Why Should India Invest in the Semi-Conductor Industry?

  1. Save Forex and Earn Revenue: Investing in semi-conductor manufacturing in India will diminish reliance on imported semi-conductors for domestic companies and generate revenue through exports to global markets. This strategic move could position India as a key global hub for electronic goods, fostering job creation and attracting investments from top multinational firms.
  2. Meeting Escalating Demand: The surge in digitization, coupled with advancements in intelligent computing and the rise of artificial intelligence (AI), has led to an unprecedented demand for semi-conductors and chipsets.  
  3. Self-Sufficiency (Atma Nirbhar): Establishing a semi-conductor industry in India would contribute to the nation’s self-sufficiency, addressing the challenges of supply chain disruptions witnessed during the COVID-19 pandemic.  
  4. Multiplier Effect: Developing indigenous semi-conductor manufacturing capabilities will create a positive ripple effect on related industries.

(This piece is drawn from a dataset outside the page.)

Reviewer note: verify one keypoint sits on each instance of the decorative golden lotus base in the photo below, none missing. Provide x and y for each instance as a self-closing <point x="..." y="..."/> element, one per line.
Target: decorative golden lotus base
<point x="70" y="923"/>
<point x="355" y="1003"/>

Initiatives to promote Semi-Conductor Manufacturing in India

  • Production Linked Incentive (PLI) Scheme for IT Hardware and Semi-Conductors: The Government is giving incentives on goods manufactured in India. 
  •  Semicon India Program: The Government is providing financial support to companies who are investing in the development of the semi-conductor ecosystem, such as fabrication (fab), research, design and testing facilities.
  • Design Linked-Incentive Scheme: The Government provides financial support of 50%  of eligible expenditure on the design, subject to a ceiling of ₹15 crores per applicant.
  • National Policy on Electronics, 2019: The policy aims to make India a global hub for designing and manufacturing Electronics Systems, including Chipsets.
  • Foreign Direct Investment: 100% FDI in the semi-conductor industry is allowed via Automatic Route.
  • Collaborations and Partnerships: The government is signing MoUs with various countries to invest in the Indian semi-conductor industry. For example, Israel has signed a MoU to invest 22,000 cr. 

Challenges faced in manufacturing Semi Conductors

  • Complex Value Chain: The semi-conductor value chain has three major components: Design, Fabrication, and Assembly and Testing. These processes are very expensive as they are highly dependent on R&D and Intellectual Property protection.     
  • Massive Investment: Semi-conductor manufacturing is a complex, capital and technology intensive process. Semi-conductor Fabrication facility requires many expensive devices. Estimates put the cost of building a new fabrication facility (fab) over one billion dollars. 
  • Lack of Skilled Workforce: Insufficient skilled labour poses a challenge for semi-conductor companies; India falls short of meeting this crucial requirement.
  • Requirement of very specific Raw Materials: Apart from Silicon, numerous types of chemicals & gases are involved in semi-conductor fabrication that are not till now available in India.  
  • Lack of uninterrupted Power and Water Supply: Manufacturing a single semi-conductor chip requires thousands of gallons of pure water and an uninterrupted power supply.
  • Global Competition: It is also difficult to compete with Taiwan and China, which, due to better cost-efficiency and first mover advantage, have become the favoured destinations for global chip manufacturers.